Edward Burtynsky, “SOCAR Oil Fields #3, Baku, Azerbaijan, 2006,” Chromogenic color print. Copyright the artist, courtesy Nicholas Metiveir Gallery, Toronto and Corcoran Gallery of Art.
“How do you photograph something you can’t see?,” was the question Edward Burtynsky faced when creating the images in Oil, on view at the Corcoran Gallery of Art starting tomorrow. The world-renowned photographer began his career focused on consumerism and consumption, but around 15 years ago he had his “oil epiphany” – that oil is at the center of everything in an industrialized world and yet, we never see it, only its end products. The resulting portfolio of work is not a heavy-handed political statement, but a gorgeous documentary on the uses and ugliness of oil. I first discovered Burtynsky’s work in the (must-see) 2006 documentary Manufactured Landscapes and, admittedly, have eagerly been looking forward to seeing his work in person. It did not even remotely disappoint.
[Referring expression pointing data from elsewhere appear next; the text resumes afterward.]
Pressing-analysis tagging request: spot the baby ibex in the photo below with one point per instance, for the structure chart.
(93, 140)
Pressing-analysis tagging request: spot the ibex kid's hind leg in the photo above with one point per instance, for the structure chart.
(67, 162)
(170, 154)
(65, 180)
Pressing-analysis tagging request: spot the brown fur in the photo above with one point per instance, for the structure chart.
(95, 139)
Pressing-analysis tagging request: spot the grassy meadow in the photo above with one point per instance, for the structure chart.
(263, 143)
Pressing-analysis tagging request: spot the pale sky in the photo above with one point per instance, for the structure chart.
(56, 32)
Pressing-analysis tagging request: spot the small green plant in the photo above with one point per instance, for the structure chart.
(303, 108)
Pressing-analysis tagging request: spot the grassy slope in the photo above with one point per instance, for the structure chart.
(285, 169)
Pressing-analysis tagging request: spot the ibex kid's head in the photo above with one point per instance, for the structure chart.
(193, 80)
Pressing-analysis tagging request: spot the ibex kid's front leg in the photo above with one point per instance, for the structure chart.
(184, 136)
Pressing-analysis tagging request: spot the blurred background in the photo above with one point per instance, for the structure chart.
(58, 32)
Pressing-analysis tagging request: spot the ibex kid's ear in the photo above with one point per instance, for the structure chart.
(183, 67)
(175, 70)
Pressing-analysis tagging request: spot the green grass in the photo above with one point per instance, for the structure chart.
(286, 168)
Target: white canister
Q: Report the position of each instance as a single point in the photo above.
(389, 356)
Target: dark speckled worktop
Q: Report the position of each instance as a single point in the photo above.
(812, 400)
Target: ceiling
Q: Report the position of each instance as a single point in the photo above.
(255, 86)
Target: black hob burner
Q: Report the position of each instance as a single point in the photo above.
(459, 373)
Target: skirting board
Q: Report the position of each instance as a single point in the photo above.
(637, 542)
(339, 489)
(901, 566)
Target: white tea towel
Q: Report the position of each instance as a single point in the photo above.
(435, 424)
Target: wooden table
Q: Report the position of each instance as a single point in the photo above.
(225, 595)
Burtynsky’s large-scale, sweeping landscape photographs deftly allow us to “see” oil, both in each powerful individual scene, and together in a longer narrative, which is how the Corcoran has set up his exhibit. In the first gallery, oil fields in California and Houston and refineries in New Brunswick set the scene. In mostly aerial shots, oil rigs dot an otherwise barren landscape fading all the way into remarkable horizons, marking the beginning of the “lifecycle.” A Texan near me at the press preview exclaimed, “In my district they’d never be that close together!” Is that better, then, if the same number of rigs take up even more space? (Would it make as interesting a picture?) The refineries are highly organized labyrinths of green and silver pipes that look like fine jewelry.